Mikve’s centrality
Regarding “Free the Mikve!” (Editorial, February 19), I feel my security here in Israel is at stake – more than from any terrorist attack. The mikve laws underpin the Jewish family unit, and the family unit is the basis of the Jewish nation.
My husband and I made aliya 25 years ago because we felt the need to be a part of ensuring the nation of Israel’s survival in its homeland. Our survival here depends on our faithfulness to God’s Torah. This is a basic Jewish belief.
The mikve, possibly more than any other mitzva, is based on ne’emanut (faithfulness). The husband has to depend on his wife’s word. The woman has to depend on the mikve being kosher, and on the balanit (attendant) doing her job faithfully. The balanit has to depend on the woman’s word that she has made the proper checks before immersing in the mikve.
Our continuity as Jews depends on this. In fact, it is well known that if a community can build only one communal institution, it must be a mikve, which is perhaps the ultimate symbol of our faithfulness. It can serve no other agenda.
I tremble when I send my sons to our army – and my prayer is that we may merit God’s protection. We have a brit (agreement) with Him. We cannot forget that it is a two-way brit.
We have to serve God and not ourselves, at least when it comes to the mikve.
JANINE BLOCH
Ra’anana
Your editorial makes the point of linking Orthodoxy with coercion and lack of innovation – in short, being undemocratic and unfair.
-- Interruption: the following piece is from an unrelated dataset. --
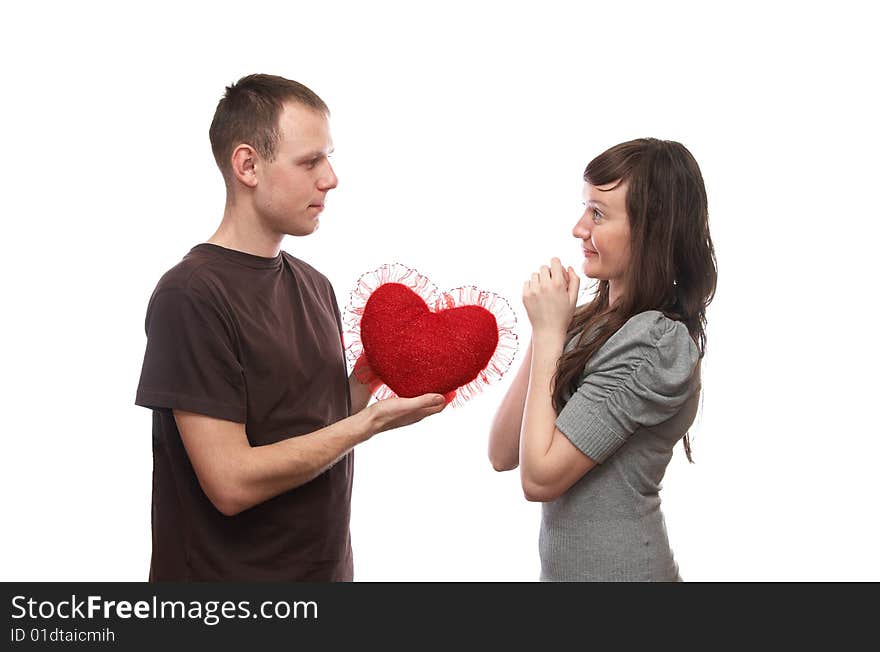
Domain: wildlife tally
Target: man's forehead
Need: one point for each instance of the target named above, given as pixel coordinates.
(305, 127)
There seems to be a basic mistake or misunderstanding. Democracy and freedom must allow free religious practice, but they cannot determine what is and what is not religious practice. Religion is a set of God-given rules that one can accept or reject, but they are not changed by coercive pressures.
Enough is enough.
YITZCHOK ELEFANT
Dimona
The writer is chief rabbi of Dimona.